TREN.BISNISMARKET.COM - Otoritas Jasa Keuangan (OJK) tengah melakukan uji coba terhadap kerangka baru perhitungan kecukupan modal perusahaan asuransi, yang dikenal sebagai New Risk-Based Capital (RBC). Inisiatif ini bertujuan untuk memperkuat stabilitas sektor keuangan melalui pengukuran risiko yang lebih akurat.

Penerapan New RBC ini didasarkan pada Pernyataan Standar Akuntansi Keuangan (PSAK) 117. Kerangka kerja baru ini dirancang untuk meningkatkan sensitivitas perhitungan modal terhadap berbagai jenis risiko yang dihadapi oleh industri asuransi.

Tujuan utama dari uji coba ini adalah untuk memastikan bahwa perusahaan asuransi memiliki tingkat solvabilitas yang memadai dan dapat dipertanggungjawabkan. Hal ini penting demi menjaga kepercayaan publik dan memastikan kelangsungan operasional perusahaan di masa depan.

Sejumlah 10 perusahaan asuransi diprediksi akan merasakan dampak signifikan dari penerapan aturan baru ini. Potensi tekanan pada rasio solvabilitas mereka muncul sebagai konsekuensi dari metode perhitungan yang lebih ketat dan komprehensif.

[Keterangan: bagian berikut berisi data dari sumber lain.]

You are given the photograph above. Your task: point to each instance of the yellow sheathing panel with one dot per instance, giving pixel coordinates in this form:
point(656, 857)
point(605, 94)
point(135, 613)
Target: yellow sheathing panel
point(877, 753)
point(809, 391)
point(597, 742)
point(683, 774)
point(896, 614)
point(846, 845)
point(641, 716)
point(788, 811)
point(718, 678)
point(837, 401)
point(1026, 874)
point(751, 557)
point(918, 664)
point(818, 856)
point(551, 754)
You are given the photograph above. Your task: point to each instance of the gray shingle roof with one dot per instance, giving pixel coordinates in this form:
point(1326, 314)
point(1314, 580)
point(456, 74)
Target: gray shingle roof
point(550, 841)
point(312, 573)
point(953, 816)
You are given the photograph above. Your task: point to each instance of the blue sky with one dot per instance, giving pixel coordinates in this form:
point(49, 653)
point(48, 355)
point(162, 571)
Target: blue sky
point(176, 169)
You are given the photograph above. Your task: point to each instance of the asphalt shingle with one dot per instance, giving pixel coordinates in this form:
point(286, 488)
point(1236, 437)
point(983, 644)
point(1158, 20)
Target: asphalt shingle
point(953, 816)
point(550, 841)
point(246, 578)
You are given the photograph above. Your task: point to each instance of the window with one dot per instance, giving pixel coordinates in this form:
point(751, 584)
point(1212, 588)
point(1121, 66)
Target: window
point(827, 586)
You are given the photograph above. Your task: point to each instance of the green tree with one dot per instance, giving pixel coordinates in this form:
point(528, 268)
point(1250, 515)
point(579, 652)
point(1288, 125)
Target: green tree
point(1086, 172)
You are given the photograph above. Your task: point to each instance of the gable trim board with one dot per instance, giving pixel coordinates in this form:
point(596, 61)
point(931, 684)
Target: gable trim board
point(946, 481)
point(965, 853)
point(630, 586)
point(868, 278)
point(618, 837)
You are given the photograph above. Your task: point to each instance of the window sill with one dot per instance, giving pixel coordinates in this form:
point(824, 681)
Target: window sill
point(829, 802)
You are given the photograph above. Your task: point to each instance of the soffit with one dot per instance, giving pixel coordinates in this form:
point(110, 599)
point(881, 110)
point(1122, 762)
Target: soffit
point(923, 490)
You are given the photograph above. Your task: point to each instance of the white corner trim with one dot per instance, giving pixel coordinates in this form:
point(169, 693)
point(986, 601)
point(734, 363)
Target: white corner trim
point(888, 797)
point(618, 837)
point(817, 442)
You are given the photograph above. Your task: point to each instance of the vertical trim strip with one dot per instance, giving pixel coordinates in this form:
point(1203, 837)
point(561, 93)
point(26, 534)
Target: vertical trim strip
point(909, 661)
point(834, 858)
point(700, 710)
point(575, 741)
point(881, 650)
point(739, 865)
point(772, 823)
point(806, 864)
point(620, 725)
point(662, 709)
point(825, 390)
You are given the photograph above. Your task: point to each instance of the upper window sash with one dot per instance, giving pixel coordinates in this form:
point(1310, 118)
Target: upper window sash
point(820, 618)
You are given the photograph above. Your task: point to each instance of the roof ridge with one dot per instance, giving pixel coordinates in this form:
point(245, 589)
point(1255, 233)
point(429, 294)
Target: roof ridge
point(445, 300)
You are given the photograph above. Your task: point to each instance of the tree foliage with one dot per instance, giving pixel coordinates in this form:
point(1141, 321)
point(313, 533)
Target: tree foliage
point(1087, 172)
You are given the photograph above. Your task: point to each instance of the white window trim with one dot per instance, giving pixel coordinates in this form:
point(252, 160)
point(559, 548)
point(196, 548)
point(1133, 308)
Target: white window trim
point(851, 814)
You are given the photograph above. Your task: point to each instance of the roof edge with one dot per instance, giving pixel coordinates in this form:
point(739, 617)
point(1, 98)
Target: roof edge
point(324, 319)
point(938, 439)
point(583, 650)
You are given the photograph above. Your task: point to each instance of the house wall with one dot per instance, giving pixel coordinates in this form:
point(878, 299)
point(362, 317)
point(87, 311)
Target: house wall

Regulator menargetkan implementasi penuh dari New RBC ini akan dimulai pada tahun 2027. Periode uji coba ini memberikan waktu bagi perusahaan untuk melakukan penyesuaian dan persiapan yang diperlukan.

"Kami sedang menguji coba New RBC berbasis PSAK 117 untuk meningkatkan sensitivitas risiko asuransi demi solvabilitas yang lebih akurat mulai 2027," ujar narasumber terkait dalam keterangan yang diterima.

Peningkatan sensitivitas terhadap risiko diharapkan akan menghasilkan gambaran yang lebih realistis mengenai kondisi keuangan perusahaan asuransi. Hal ini akan membantu regulator dalam memantau dan mengelola risiko sistemik dalam sektor ini.

OJK berupaya keras untuk memastikan bahwa transisi menuju kerangka kerja baru ini berjalan lancar. Edukasi dan sosialisasi akan terus dilakukan kepada para pelaku industri asuransi.

Melalui penerapan New RBC, diharapkan sektor asuransi Indonesia dapat semakin kokoh dan mampu menghadapi tantangan ekonomi global yang dinamis. Penguatan modal ini menjadi fondasi penting bagi pertumbuhan industri jangka panjang.